Giving a robot a power tool
Ivan Burazin, CEO and founder of Daytona, tells The New Stack that for agents to be truly useful, they need more than just intelligence; they need a place to live and work. He says that if developers don’t provide an agent with a standardized, secure, and isolated workspace, then we’re giving a robot a power tool in a crowded room, with no off switch.
While human developers can often adapt to inconsistent environments, an AI agent requires absolute predictability to function. Burazin argues that Managed OpenClaw is “exactly what the ecosystem needs” today: a way to abstract away the massive DevOps burden of agent infrastructure so that teams can focus on building, not just managing runtimes.
“Most people focus on the intelligence of the agent, but the real bottleneck is the environment it runs in.”
“Most people focus on the intelligence of the agent, but the real bottleneck is the environment it runs in. Agents need a secure place to execute code, access files, and run long-lived tasks safely. Without that isolation layer, you’re effectively letting autonomous software operate directly on production systems, which is a huge risk. Managed OpenClaw shows why sandbox infrastructure is becoming a foundational layer for agent systems, allowing developers to run powerful agents without having to build and maintain the underlying runtime themselves,” Burazin says.

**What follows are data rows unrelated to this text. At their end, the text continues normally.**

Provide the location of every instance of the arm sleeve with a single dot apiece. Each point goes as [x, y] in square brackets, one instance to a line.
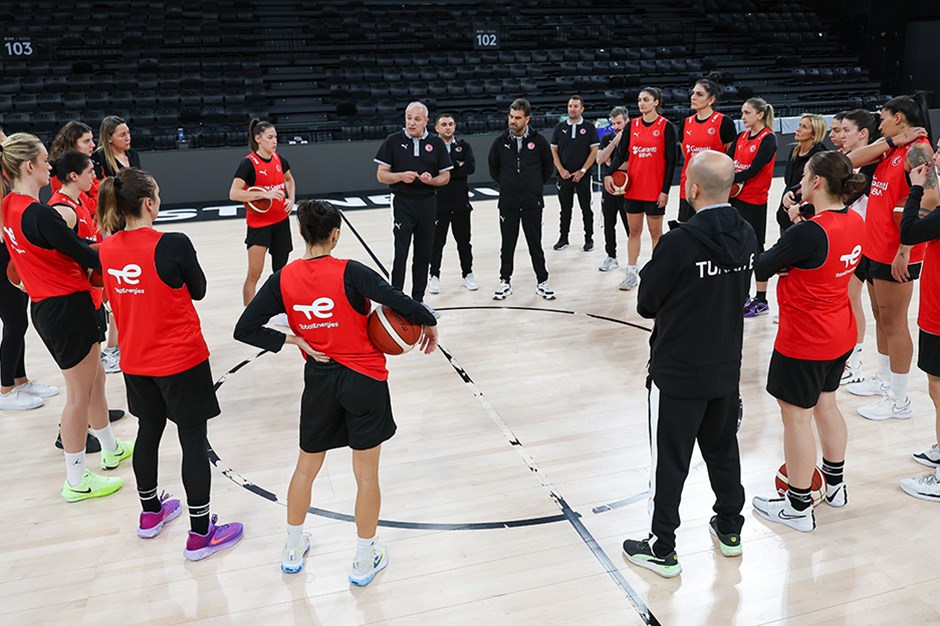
[804, 245]
[362, 282]
[266, 304]
[915, 230]
[177, 265]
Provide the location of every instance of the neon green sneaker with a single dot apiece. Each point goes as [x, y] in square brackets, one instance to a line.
[91, 486]
[110, 460]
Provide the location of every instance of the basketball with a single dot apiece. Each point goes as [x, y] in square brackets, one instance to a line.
[258, 206]
[391, 333]
[817, 488]
[620, 182]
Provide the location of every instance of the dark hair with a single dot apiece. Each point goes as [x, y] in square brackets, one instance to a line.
[67, 137]
[317, 220]
[836, 169]
[71, 162]
[256, 127]
[914, 109]
[121, 195]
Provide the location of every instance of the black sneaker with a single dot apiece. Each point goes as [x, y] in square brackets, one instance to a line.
[92, 444]
[730, 543]
[640, 553]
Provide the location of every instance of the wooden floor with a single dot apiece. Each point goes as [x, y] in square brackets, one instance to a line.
[568, 388]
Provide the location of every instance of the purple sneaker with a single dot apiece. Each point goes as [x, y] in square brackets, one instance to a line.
[755, 308]
[152, 523]
[218, 538]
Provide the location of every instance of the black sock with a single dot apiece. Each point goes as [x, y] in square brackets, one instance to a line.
[833, 471]
[799, 498]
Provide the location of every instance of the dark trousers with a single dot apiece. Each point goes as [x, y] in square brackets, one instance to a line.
[413, 217]
[531, 220]
[611, 207]
[566, 192]
[459, 221]
[675, 425]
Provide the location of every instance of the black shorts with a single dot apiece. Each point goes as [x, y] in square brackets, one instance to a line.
[636, 207]
[800, 381]
[276, 238]
[882, 271]
[185, 398]
[928, 353]
[68, 325]
[341, 407]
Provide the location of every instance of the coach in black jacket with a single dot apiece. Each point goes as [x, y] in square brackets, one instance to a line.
[694, 287]
[520, 162]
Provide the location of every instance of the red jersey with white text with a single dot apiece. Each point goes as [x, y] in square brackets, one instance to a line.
[755, 189]
[889, 190]
[318, 310]
[269, 175]
[45, 273]
[816, 319]
[699, 137]
[646, 166]
[158, 328]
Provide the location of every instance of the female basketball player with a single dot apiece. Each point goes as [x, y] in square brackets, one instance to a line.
[706, 129]
[51, 260]
[150, 276]
[891, 266]
[754, 154]
[345, 400]
[649, 158]
[268, 232]
[816, 259]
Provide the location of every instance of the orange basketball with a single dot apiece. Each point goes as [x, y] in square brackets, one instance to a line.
[258, 206]
[817, 488]
[391, 333]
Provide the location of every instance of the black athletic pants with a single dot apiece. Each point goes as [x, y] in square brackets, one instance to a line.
[459, 221]
[413, 217]
[566, 192]
[531, 220]
[675, 425]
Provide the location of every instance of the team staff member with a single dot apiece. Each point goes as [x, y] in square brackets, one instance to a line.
[346, 399]
[268, 232]
[892, 266]
[693, 288]
[574, 150]
[150, 276]
[649, 157]
[414, 164]
[816, 259]
[755, 154]
[520, 163]
[705, 129]
[51, 260]
[453, 205]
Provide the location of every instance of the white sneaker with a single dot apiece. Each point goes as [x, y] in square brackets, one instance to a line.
[545, 291]
[18, 400]
[780, 511]
[34, 388]
[362, 573]
[504, 289]
[927, 487]
[869, 387]
[886, 408]
[470, 283]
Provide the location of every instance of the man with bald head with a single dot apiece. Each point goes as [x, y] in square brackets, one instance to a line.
[414, 164]
[694, 287]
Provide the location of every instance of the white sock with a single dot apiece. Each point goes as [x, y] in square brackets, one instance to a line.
[106, 437]
[899, 386]
[74, 467]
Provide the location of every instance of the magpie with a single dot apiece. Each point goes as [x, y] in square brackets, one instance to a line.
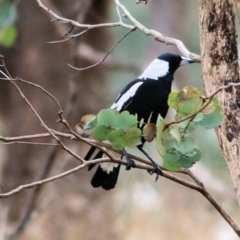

With this launch, Featherless introduces a compute environment with 1 vCPU and 2–4 GB of RAM per sandboxed instance, orchestrated via Daytona. Managed OpenClaw includes inference directly in the subscription to create its predictable billing offering. The service allows developers to toggle between open source models, including Qwen 3.5, Minimax M2.5, and Kimi K2.5, without the friction of per-token costs or separate vendor management. Access to more than 30,000 models will be made available in the near future.